Segments accepts the output file of WordSearch as input. If any of the search set sequences listed in this file have been changed or deleted, Segments acts as if they do not exist. If the WordSearch query sequence listed in this file no longer exists, Segments complains and stops. Segments also reads the beginning and ending positions of the query sequence in the output file from WordSearch. If Segments cannot read this range, the entry query sequence is used.

RELATED PROGRAMS

[ Previous | Top | Next ]

Segments is an automated version of the BestFit program run with the command-line parameter -LIMit, with the limits set to plus and minus width+1. The output file of WordSearch is the input file for Segments. Compare/DotPlot and BestFit are more flexible tools for examining the relationship between two sequences when automation is not desired.

BLAST searches for sequences similar to a query sequence. The query and the database searched can be either peptide or nucleic acid in any combination. BLAST can search databases on your own computer or databases maintained at the National Center for Biotechnology Information (NCBI) in Bethesda, Maryland, USA.

FastA does a Pearson and Lipman search for similarity between a query sequence and a group of sequences of the same type (nucleic acid or protein). For nucleotide searches, FastA may be more sensitive than BLAST.

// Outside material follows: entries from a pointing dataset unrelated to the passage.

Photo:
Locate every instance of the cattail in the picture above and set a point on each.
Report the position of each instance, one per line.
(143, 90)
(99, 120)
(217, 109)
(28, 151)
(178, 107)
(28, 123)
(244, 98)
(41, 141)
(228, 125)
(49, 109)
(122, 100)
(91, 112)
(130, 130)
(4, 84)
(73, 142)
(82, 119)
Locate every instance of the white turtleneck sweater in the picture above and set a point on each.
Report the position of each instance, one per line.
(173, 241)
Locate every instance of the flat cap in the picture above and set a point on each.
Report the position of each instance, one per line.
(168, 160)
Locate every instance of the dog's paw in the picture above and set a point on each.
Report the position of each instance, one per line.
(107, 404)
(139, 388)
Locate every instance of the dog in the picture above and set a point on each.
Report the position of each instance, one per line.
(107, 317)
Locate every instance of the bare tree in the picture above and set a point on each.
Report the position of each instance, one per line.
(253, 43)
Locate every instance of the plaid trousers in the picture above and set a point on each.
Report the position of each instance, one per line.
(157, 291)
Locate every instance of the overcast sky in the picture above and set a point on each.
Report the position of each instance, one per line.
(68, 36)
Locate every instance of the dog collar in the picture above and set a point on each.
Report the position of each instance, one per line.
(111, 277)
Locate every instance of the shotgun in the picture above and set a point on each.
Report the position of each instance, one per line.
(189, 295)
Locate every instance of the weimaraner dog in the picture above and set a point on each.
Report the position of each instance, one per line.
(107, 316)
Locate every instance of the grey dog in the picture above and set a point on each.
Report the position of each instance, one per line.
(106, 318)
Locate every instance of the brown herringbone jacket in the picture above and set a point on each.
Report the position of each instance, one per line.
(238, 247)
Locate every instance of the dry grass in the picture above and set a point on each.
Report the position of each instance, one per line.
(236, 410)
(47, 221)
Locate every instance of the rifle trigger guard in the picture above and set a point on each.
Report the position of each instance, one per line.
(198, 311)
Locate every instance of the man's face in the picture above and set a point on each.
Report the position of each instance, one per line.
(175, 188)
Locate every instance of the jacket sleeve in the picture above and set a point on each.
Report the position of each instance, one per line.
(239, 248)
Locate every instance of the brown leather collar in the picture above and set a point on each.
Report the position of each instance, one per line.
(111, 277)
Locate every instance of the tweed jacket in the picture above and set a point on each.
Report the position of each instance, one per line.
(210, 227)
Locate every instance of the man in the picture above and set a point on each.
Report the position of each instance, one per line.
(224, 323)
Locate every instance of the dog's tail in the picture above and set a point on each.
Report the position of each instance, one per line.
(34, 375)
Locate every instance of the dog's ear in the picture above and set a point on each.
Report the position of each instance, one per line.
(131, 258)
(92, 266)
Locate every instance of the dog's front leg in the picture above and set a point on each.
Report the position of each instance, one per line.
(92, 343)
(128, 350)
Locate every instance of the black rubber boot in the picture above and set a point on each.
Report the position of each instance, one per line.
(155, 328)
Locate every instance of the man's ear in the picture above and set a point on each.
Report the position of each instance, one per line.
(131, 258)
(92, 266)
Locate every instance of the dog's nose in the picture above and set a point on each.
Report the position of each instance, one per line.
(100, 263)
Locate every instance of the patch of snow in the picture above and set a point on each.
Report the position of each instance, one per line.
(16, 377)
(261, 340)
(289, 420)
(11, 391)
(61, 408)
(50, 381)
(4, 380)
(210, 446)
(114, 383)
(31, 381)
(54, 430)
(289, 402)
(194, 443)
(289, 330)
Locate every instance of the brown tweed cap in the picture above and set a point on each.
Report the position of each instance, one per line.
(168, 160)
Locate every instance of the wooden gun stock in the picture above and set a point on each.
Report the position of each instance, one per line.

TFastA does a Pearson and Lipman search for similarity between a query peptide sequence and any group of nucleotide sequences. TFastA translates the nucleotide sequences in all six reading frames before performing the comparison. It is designed to answer the question, "What implied peptide sequences in a nucleotide sequence database are similar to my peptide sequence?"

FrameSearch searches a group of protein sequences for similarity to one or more nucleotide query sequences, or searches a group of nucleotide sequences for similarity to one or more protein query sequences. For each sequence comparison, the program finds an optimal alignment between the protein sequence and all possible codons on each strand of the nucleotide sequence. Optimal alignments may include reading frame shifts.

RESTRICTIONS

[ Previous | Top | Next ]

The diagonal of comparison cannot be longer than 30,000 and the surface of comparison may not be larger than one million. The surface of comparison can be estimated by multiplying the average length of the two sequences being compared by the sum of the two gap shift limits. (See the ALGORITHM topic below for more information about gap shift limits.) Segments truncates sequences that exceed 30,000 symbols and squeezes the gap shift limits to keep the surface within the one-million limit.

ALGORITHM

[ Previous | Top | Next ]

Segments reads the query sequence and the set of sequences and diagonals in the output list from WordSearch and then executes a limited BestFit on each pair of sequences to make an alignment near that diagonal. For a detailed description, see BestFit ( -LIMit), and imagine that the gap shift limits are both set to width + 1. Width is defined as the width of a structure in the histogram from a word comparison (see the WordSearch program). Width is the fifth column of data in the WordSearch output file.

CONSIDERATIONS

[ Previous | Top | Next ]

There is strong reason to believe that the BestFit algorithm used by Segments is the best way to search for segments of similarity (Lipman and Pearson, "Rapid and Sensitive Protein Similarity Searches," Science 227; 1435-1441 (1985)), but the best parameters to use for Segments are not yet clear. Like any alignment program, Segments produces alignments that are very different depending on the values assigned for match, mismatch, gap creation penalty, and gap extension penalty. Segments chooses default gap creation and extension penalties that are appropriate for the scoring matrix it reads. If you select a different scoring matrix with the -MATRix command-line parameter, the program will adjust the default gap penalties accordingly. (See Appendix VII for information about how to set the default gap penalties for any scoring matrix.) Similarly, if you have done a simplified word search and adjust the match and mismatch comparison values with the -MATch and -MISmatch command-line parameters, the program will adjust the default gap penalties accordingly. You can use -GAPweight and -LENgthweight to specify alternative gap penalties if you don't want to accept the default values.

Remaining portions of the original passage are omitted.